Since it was founded by N.R. Narayana Murthy and six other engineers in Pune in 1981 with an initial capital of Rs 10,000, Infosys has been feted for everything from its business model to delivery excellence and its leadership to its corporate governance. It was the first Indian company to offer stock options to employees in 1993, the year it went public.

A total of 16,237 employees benefited until ESOPs were halted in July 2003. In 1999, it became the first Indian company to list on the Nasdaq. It was also the first in India to report quarterly financials, issue guidance against insider trading, come up with the concept of a lead independent director, and have directors assessed by peers. The success of Infosys is Nilekani's legacy and he would protect it by all means.

2. Nilekani will be able to attract a good CEO and assemble a crack team. In fact, he has to do a Murthy, who assembled a team with clear-cut roles in the 1990s and early 2000s: Nilekani was the strategist and rainmaker; Kris Gopalakrishnan was the technologist; S.D. Shibulal was the delivery specialist while Mohandas Pai was the firm's financial wizard.

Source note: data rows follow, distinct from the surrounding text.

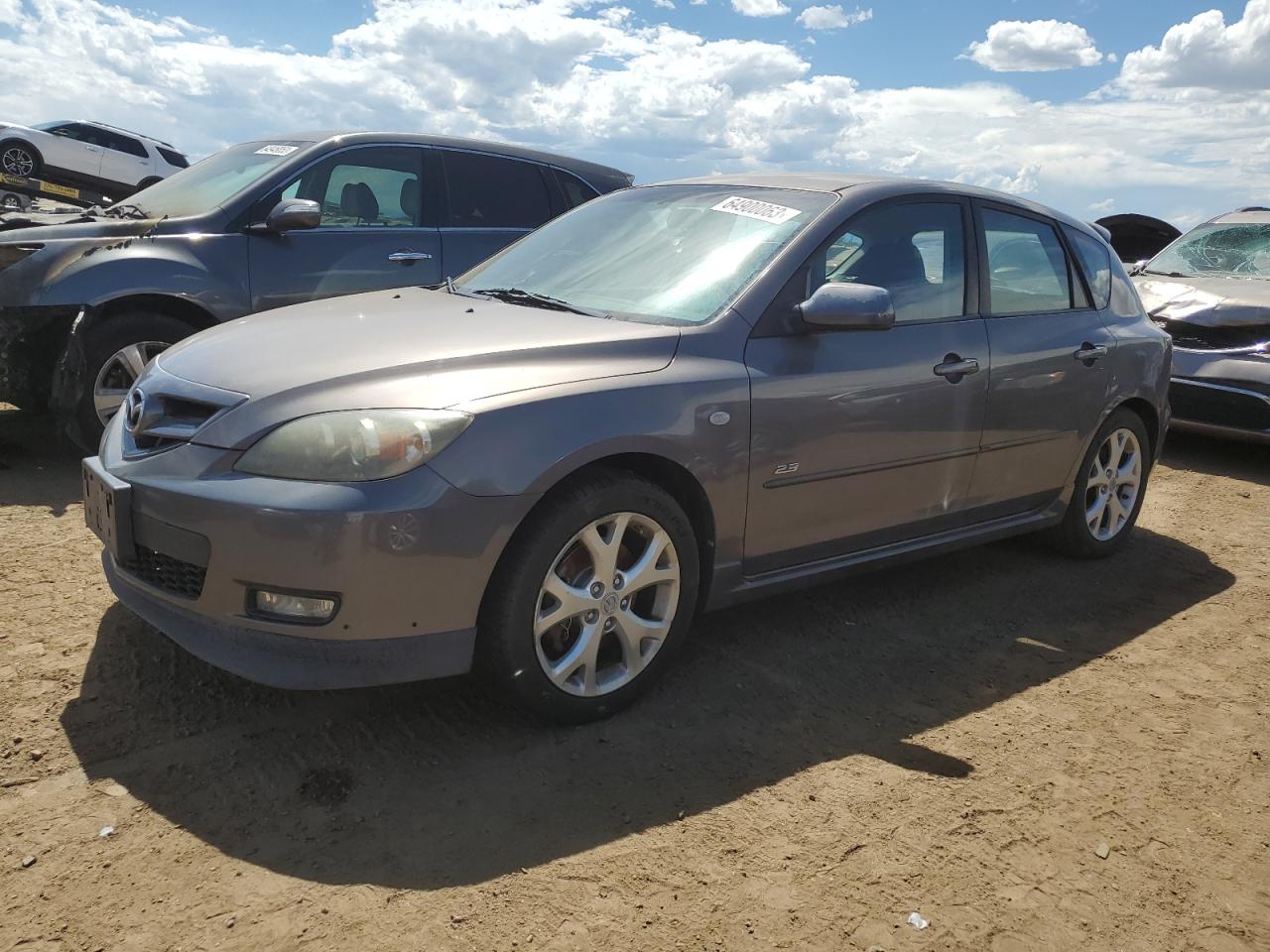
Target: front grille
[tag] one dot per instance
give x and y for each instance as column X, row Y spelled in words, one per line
column 166, row 572
column 1196, row 336
column 1220, row 408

Murthy held the team together. Nilekani knows the DNA of the company and is less likely to make a mistake by bringing in a flamboyant tech superstar as CEO. Vishal Sikka was flamboyant, and therefore, a cultural misfit in a conservative South Indian company - remember how Infosys always used to under promise and over deliver. 

Nilekani would also be able to attract what one analyst says is the "alumnus" of Infosys or talented executives who quit over the past five years. Executives such as Ashok Vemuri and B.G. Srinivas.

3. Finally, investors think Nilekani would be able to ensure business continuity. Any negative commentary from a high profile client would send wrong signals at the moment.

Old customers remember his commitment and investors his track record as CEO - it was a different day and age, but between FY 2003 and 2007, when he was at the helm, the company's CAGR clocked 38 per cent; profits grew 41 per cent.

Considering the maturity of the industry, such numbers would never be repeated but investors, being investors, expect Infosys to return to its bellwether days.